Federal Bank in August bought the 4.99% in CSB from Thailand-based Surachan Chawla, who had in 1994 bought a 33% stake in the bank. However, neither the Foreign Investment Promotion Board nor the Reserve Bank of India, or RBI, approved the share transfer to Chawla, a decision he challenged.
It was only earlier this year that RBI approved the share transfer, subject to the caveat that Chawla will only hold 10% and sell the rest. Chawla now has a 28% stake. It means that he needs to sell another 18% to pare his stake to 10%.
Federal Bank seems to have got an assurance from him on his stake sale as well as from some of the funds and individuals who hold substantial stakes in CSB. Venugopalan declines to comment on finer details of his strategy but says he is ready to pay a premium on the book value of CSB shares or can go for a share swap arrangement.
CSB, an unlisted entity, has a net worth of Rs305 crore. Shares of Federal Bank closed 2.06% lower at Rs206.40 each on the Bombay Stock Exchange on Friday. At this price, Federal Bank has a market capitalization of Rs3,528.2 crore.
Federal Bank has a network of 617 branches, and 370 of them are in Kerala. It has some 55 branches in Mumbai, 35 in New Delhi and 30 in Kolkata. The 78-year-old CSB has 200 of its 360 branches located in Kerala and at least 80 of them are in the same locations where Federal Bank is also present.
This means that even after this acquisition, Federal Bank will continue to be perceived as a Kerala bank and won’t acquire a national profile.
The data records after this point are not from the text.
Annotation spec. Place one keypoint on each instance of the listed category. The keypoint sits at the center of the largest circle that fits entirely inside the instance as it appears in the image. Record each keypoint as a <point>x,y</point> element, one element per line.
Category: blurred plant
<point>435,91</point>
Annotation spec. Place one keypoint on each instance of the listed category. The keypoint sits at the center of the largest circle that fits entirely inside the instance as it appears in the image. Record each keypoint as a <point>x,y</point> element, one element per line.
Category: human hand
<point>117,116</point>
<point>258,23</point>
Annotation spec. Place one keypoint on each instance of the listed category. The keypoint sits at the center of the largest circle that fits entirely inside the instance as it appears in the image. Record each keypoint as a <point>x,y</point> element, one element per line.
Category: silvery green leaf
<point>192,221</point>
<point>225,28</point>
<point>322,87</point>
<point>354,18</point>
Venugopalan is aware of that but still wants to go ahead with his acquisition plan as he does not want local banks to be taken over by others, making life difficult for Federal Bank by increasing competition. “One needs to be proactive,” he says.
Federal Bank would have got a better presence in western India had RBI agreed to its proposal of taking over the troubled United Western Bank Ltd in 2006, which has more than 200 branches in Maharashtra. It, however, took over Ganesh Bank of Kurundwad Ltd in 2006, which had 24 of its 32 branches in Maharashtra and the rest in Karnataka.
South India has the highest branch concentration, accounting for about 28% of the all-India branch network. Kerala’s share in the regional branch network is 19%.